Similarly, her mother calls her by her mother's sister's name. Rather than repeatedly correcting her mother or feeling bad about this, Julie accepts that her mother does not recognize her. It does not add to the other losses that she has experienced. She takes it as a given that her own mother doesn't know her by name. Just as she will finally accept that nobody will know that she composed her husband's music.
This might, in fact, be the "liberty" that the film is really about. The generosity that we see born out of Julie's discoveries after the loss of her husband and her daughter include the freedom that she chooses: to go without that which finally rekindles her life--the music--so that she doesn't have to have the vain trappings that her husband evidently enjoyed during his life owing to his taking recognition for being a composer that he wasn't.
As for these trappings, I believe that one of the photo montages of Patrice even shows him as a recipient of the Legion of Honor. I could be wrong about that. Still, Julie never takes part in these trappings. All pictures of Patrice in his vainglory show him enjoying the spotlight without Julie. In fact, the photomontages seem obvious. I.e. it appears that they have been constructed, i.e. that the character, Patrice, has been obviously superimposed into as much as onto situations designed to honor him.
Is this deliberate or is it that today, 14 years after the film first appeared, the technology of photoshop et al are much better? I prefer to think that as Kieslowski was a master of montage, these clumsy montages were made that way on purpose, as if to suggest that this man, Patrice, really wasn't there.
The reviewer who touched on the chorus being from "Corinthians" here may be right on point. And, as well, the Greeks had several forms of love which the French, at least in social theory in the works of Luc Boltanski and others when the film was made, were even exploring for social theory.
Charity is seen as the highest form of love. Greater than eros and the third form of love that the Greeks recognized. Which I am forgetting as I write this...
Julie, I think when I see the film, must have let her husband take credit for her work out of her love for him as much as out of a recognition that he needed some form of credit more than he needed or was actually able to be a true creator.

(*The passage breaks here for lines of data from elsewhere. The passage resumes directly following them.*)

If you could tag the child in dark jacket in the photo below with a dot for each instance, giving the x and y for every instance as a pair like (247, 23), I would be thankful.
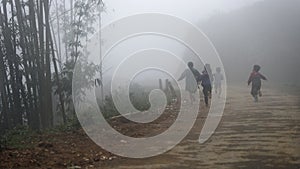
(206, 82)
(255, 79)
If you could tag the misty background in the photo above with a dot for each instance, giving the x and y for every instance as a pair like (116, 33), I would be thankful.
(264, 32)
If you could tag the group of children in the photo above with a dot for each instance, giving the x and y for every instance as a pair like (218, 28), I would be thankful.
(193, 78)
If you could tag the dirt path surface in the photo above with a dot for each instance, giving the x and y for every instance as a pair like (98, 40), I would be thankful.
(251, 135)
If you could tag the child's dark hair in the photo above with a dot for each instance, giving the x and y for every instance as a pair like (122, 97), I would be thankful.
(256, 68)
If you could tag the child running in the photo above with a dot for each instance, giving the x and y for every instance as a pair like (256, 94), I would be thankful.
(206, 83)
(191, 75)
(255, 79)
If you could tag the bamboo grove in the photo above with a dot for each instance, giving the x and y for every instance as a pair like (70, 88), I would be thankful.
(31, 62)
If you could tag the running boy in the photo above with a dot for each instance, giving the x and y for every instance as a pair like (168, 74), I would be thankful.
(255, 79)
(191, 75)
(218, 77)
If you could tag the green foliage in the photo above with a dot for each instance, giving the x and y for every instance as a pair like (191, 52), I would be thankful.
(18, 137)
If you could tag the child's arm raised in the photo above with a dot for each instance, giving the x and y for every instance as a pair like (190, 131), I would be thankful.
(250, 79)
(263, 77)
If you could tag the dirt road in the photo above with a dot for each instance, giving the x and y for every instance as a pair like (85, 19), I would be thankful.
(251, 135)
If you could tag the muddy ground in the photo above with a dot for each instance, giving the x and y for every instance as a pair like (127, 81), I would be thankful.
(251, 135)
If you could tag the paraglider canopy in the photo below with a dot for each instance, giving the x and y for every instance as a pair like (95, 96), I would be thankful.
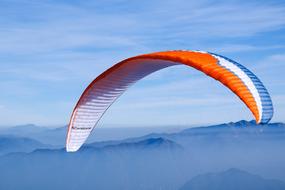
(108, 86)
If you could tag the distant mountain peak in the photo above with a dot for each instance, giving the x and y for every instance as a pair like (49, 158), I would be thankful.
(232, 179)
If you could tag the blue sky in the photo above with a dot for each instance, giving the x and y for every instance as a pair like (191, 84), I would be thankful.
(51, 50)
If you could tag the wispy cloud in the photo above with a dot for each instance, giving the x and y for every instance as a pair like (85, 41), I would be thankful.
(50, 50)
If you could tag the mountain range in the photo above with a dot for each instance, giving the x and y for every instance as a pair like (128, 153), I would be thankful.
(153, 161)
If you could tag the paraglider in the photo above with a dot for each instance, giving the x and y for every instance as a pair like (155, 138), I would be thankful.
(108, 86)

She loved him and gave him this music because he loved her. Even when she finds out that he had another love, the lawyer who he knocked up and to whom he gave a necklace just like he gave Julie, Julie gives his other love their house in the country. Real charity.
Julie's love is put to the test when she has a chance to become known as the composer at the very end. Then she finds out that Olivier, Patrice's aid, is somewhat like Patrice.

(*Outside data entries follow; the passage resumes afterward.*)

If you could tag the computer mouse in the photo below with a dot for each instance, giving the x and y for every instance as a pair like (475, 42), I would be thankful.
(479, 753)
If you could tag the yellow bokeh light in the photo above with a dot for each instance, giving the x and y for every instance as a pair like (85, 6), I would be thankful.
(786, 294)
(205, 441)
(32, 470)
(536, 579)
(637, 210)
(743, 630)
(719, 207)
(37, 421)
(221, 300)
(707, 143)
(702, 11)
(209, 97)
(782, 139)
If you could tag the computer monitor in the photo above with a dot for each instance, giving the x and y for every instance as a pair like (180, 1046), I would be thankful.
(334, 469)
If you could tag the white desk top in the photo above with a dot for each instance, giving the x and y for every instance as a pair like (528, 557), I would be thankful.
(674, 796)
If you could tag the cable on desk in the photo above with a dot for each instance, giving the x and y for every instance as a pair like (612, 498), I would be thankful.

Olivier seems to love Julie, as he has bought the mattress from the country house on which they had one night of love making. He tells Julie that he loves her when she asks him.

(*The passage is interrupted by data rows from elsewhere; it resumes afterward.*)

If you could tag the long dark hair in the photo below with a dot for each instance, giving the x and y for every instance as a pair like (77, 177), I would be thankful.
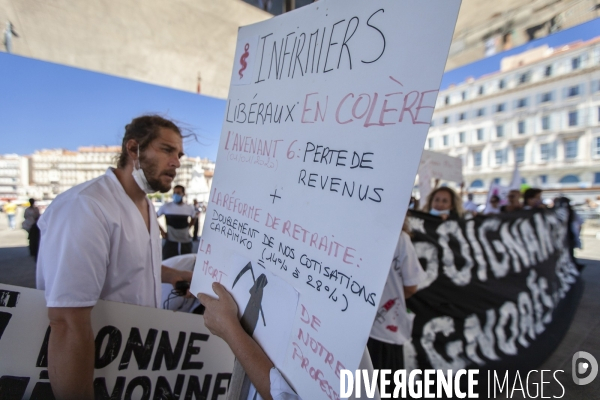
(144, 130)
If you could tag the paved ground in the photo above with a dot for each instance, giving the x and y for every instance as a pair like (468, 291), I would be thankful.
(18, 268)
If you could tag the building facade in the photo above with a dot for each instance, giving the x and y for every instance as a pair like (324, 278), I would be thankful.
(55, 171)
(540, 111)
(14, 176)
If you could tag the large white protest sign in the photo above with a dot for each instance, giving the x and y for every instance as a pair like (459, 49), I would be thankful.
(441, 166)
(316, 166)
(140, 352)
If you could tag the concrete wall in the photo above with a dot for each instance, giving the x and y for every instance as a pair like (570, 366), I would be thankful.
(156, 41)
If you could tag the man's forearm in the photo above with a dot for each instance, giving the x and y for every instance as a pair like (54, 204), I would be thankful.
(71, 353)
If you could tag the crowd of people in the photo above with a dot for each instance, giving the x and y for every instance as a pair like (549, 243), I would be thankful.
(102, 240)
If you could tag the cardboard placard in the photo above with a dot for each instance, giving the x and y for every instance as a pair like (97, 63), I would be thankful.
(140, 351)
(324, 128)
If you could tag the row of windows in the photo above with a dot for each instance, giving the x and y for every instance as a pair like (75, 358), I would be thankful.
(569, 92)
(521, 78)
(547, 152)
(522, 127)
(542, 180)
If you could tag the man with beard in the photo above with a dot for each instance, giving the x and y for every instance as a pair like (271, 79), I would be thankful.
(101, 240)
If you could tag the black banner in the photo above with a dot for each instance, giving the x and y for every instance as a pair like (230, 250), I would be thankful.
(500, 291)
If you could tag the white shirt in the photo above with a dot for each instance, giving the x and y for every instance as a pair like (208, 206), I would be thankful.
(470, 206)
(393, 324)
(95, 245)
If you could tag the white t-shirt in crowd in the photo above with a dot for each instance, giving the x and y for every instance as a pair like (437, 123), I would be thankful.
(178, 225)
(470, 206)
(393, 324)
(95, 245)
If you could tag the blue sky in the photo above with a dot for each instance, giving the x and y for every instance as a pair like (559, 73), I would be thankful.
(45, 105)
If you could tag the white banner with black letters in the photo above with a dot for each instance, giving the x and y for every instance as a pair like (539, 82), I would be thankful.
(141, 352)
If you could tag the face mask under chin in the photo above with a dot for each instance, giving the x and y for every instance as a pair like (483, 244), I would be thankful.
(435, 212)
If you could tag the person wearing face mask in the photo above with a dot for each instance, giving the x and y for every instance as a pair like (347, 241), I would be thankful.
(180, 217)
(443, 202)
(101, 240)
(532, 199)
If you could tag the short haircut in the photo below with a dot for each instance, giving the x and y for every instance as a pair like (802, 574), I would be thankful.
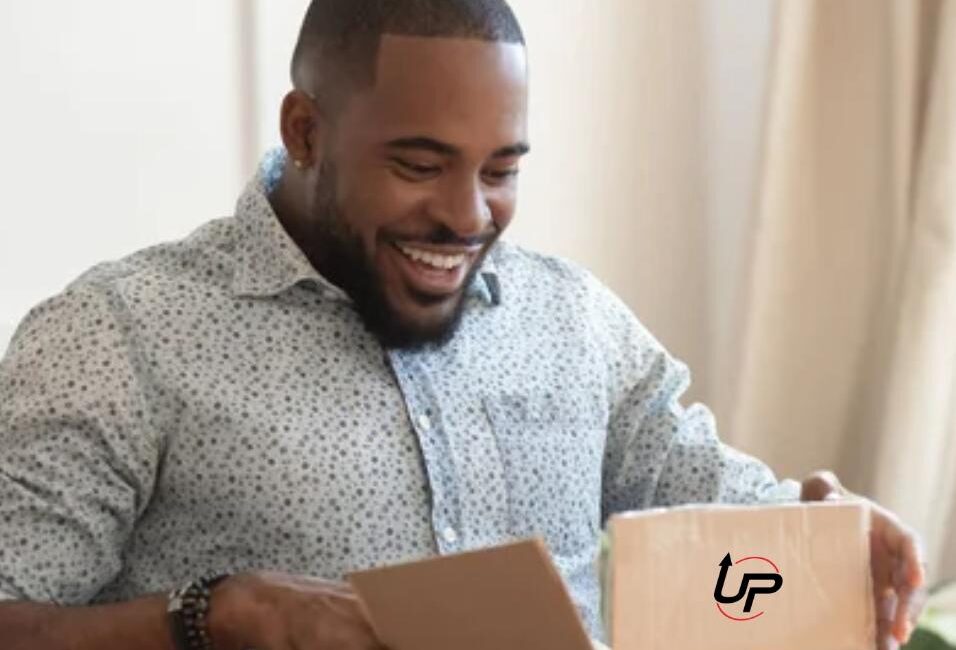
(339, 41)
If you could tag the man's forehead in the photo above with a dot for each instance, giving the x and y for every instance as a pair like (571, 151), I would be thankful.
(452, 89)
(401, 57)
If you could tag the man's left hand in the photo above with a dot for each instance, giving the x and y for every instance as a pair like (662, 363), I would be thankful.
(895, 560)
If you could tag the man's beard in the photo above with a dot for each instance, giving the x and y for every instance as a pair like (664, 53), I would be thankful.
(340, 257)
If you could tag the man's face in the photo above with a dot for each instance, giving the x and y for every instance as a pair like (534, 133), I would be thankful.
(418, 179)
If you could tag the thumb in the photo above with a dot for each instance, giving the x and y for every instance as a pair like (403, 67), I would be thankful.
(821, 486)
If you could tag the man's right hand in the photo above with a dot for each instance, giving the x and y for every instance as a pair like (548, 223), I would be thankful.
(277, 611)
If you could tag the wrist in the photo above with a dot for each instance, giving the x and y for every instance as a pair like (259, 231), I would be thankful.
(188, 611)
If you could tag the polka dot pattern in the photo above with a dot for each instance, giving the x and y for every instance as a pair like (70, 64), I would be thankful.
(214, 405)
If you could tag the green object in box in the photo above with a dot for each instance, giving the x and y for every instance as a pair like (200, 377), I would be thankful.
(937, 626)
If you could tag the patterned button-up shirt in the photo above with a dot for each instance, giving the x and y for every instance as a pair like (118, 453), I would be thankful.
(214, 405)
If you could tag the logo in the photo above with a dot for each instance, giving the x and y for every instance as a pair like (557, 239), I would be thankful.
(751, 586)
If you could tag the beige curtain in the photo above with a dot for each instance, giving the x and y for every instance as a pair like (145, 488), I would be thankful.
(850, 341)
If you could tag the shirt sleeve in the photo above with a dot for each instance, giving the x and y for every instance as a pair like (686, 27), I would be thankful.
(659, 453)
(77, 452)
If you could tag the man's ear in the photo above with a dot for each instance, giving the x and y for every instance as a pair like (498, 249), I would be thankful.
(301, 129)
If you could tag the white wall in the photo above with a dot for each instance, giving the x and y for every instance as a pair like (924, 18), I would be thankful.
(119, 126)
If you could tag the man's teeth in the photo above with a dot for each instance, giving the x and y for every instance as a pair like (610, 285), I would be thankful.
(445, 262)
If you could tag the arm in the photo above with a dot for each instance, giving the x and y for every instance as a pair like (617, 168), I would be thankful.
(137, 624)
(659, 453)
(264, 610)
(79, 452)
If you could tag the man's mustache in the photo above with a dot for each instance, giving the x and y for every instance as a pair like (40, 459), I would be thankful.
(447, 237)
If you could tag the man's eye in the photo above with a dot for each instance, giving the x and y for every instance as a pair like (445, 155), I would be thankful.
(416, 169)
(501, 175)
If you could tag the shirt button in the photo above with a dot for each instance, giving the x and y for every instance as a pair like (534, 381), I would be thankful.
(450, 535)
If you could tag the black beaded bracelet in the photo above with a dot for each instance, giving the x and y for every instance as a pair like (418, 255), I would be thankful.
(188, 612)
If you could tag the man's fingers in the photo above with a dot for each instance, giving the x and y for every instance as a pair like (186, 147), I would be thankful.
(885, 615)
(820, 486)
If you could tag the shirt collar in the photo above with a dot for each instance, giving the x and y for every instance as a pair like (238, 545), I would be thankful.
(269, 262)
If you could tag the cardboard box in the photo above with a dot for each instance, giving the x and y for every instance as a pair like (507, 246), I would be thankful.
(789, 577)
(503, 598)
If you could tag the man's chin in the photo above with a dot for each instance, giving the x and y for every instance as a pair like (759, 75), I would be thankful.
(425, 320)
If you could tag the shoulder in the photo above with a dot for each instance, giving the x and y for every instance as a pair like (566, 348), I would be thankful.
(107, 294)
(559, 281)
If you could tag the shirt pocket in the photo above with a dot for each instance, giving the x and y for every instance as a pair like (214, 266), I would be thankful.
(551, 456)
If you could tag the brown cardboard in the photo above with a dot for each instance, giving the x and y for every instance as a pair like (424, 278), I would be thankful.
(504, 598)
(666, 564)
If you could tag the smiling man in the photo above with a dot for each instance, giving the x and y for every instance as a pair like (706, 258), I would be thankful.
(353, 370)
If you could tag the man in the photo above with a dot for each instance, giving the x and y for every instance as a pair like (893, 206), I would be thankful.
(351, 371)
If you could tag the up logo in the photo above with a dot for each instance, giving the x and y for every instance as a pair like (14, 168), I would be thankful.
(751, 585)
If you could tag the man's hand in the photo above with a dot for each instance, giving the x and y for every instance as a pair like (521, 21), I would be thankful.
(275, 611)
(895, 561)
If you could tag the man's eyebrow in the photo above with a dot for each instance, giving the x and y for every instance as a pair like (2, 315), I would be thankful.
(444, 149)
(513, 151)
(423, 144)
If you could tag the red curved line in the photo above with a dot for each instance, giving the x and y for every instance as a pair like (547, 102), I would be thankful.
(734, 618)
(757, 557)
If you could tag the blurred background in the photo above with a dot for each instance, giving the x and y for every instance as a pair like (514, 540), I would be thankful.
(770, 185)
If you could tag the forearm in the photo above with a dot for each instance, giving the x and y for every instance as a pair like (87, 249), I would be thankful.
(135, 625)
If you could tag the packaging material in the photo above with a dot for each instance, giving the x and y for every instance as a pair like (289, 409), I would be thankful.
(504, 598)
(788, 577)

Yet Olivier, like Patrice, prefers the spotlight. He prefers that his awkward music be showcased than that the world have a true masterpiece, i.e. Julie's music. That is what I get from his last words to Julie. He uses what he takes to be her weakness, i.e. her generosity, to do exactly what her husband has done. He does not let it be known, in effect, that Julie is the artistic genius who has created masterpiece after masterpiece.
I guess that for me the issue of Patrice's (and Olivier's) vanity highlights how Julie achieves her liberty. Not through renunciation. Not in hiding. But in making choices. The choice to help the hooker keep her apartment. The choice to befriend the flautist outside the cafe where she goes in the afternoons. The choice to let Olivier, like Patrice, take credit because they are not true creators.